In response to the S&P Platts announcements to adjust the benchmark, there were a litany of market participants who proposed solutions. One of these, from Trafigura -- one of the world’s largest commodity trading and logistics houses, was to utilize data from their Corpus Christi, Texas hub to anchor a new pricing model as current volumes processed there are roughly 300k BPD greater than the current cumulative North Sea production (from the five fields used to establish Brent). Other proposals include incorporating data from either Russian or West African fields, which would seem to invite a host of other geopolitical and reliability issues that could harm the efficacy of the Brent index which would be detrimental to all participants.
In further reference to reliability, the domestic market did not do itself any favors on the global stage in April 2020, as WTI prices plunged to (-$37) oil due to storage and supply/demand constraints exacerbated by the coronavirus lockdowns, but also due, at least, in part to logistical issues within the framework of the domestic crude transport infrastructure that has created bottlenecks in the process of supplying various regions with the necessary volumes cost-effectively. If WTI Midland is going to be relied upon as part of the dated Brent calculus, the United States will need to expand the Cushing, OK hub, and incorporate other similar infrastructure support to broaden that scope and mitigate capacity and other logistical issues at hand. Does the current administration have the appetite for this? Don’t hold your breath.
“After the WTI crude’s historic plunge to negative territory, energy traders’ frustration peaked with the dependence of oil delivery rules and storage capacity problems to a single location in Oklahoma,” said Edward Moya, senior market analyst with OANDA. “Brent crude didn’t have the same problem as WTI, and investors will welcome a US waterborne benchmark.”
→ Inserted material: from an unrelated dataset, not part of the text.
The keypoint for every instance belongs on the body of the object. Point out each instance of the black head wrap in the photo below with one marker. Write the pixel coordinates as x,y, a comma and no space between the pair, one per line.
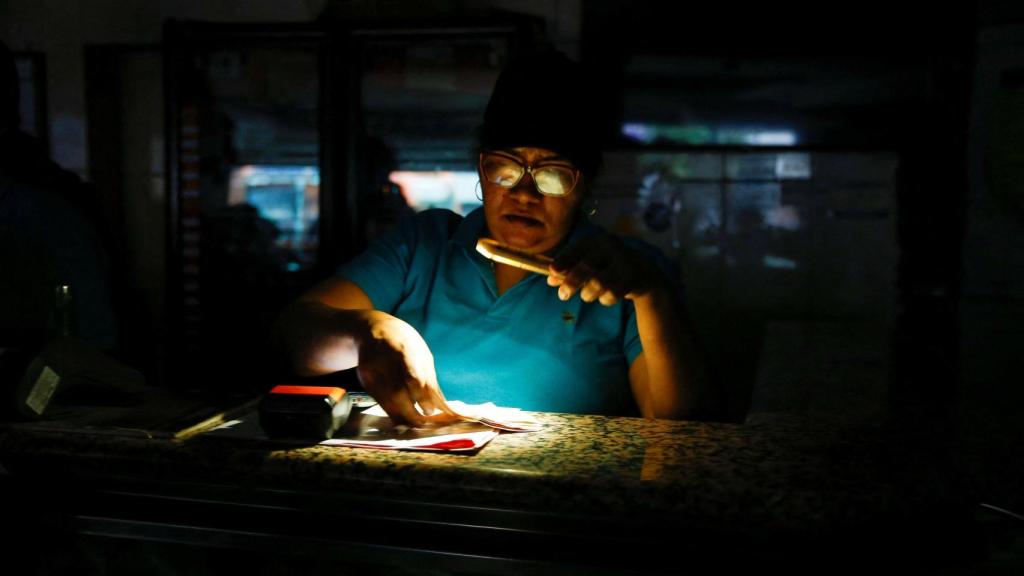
546,100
This conversation will be a key story to track over the next few years as we continue to constrict drilling programs domestically and other market participants race to fill that gap and accrete the requisite power that position holds. For the time being, the market has restabilized as the impending changes have been couched until a consensus can be reached, which is a far cry from the initial announcement from Platts of an indication to make the changes rather suddenly. Will the US continue to give up market share in deference to virtue signaling or will we step up to the plate and maintain our position on the global energy stage by becoming a more integral cog in the crude pricing wheel?
* Note: Before people start to connect the dots here, let’s consider the domestic production curtailment and the associated need to increase crude imports, especially to the virtue-signaling regions of the country i.e. the Northeast, where regulators and legislators have begun to ban new, and in some cases the use of existing, natural gas infrastructure in construction and other development projects. According to the EIA, 2020 was the first time that the United States was a net petroleum exporter; expect that to change in 2021-2023 (at a minimum).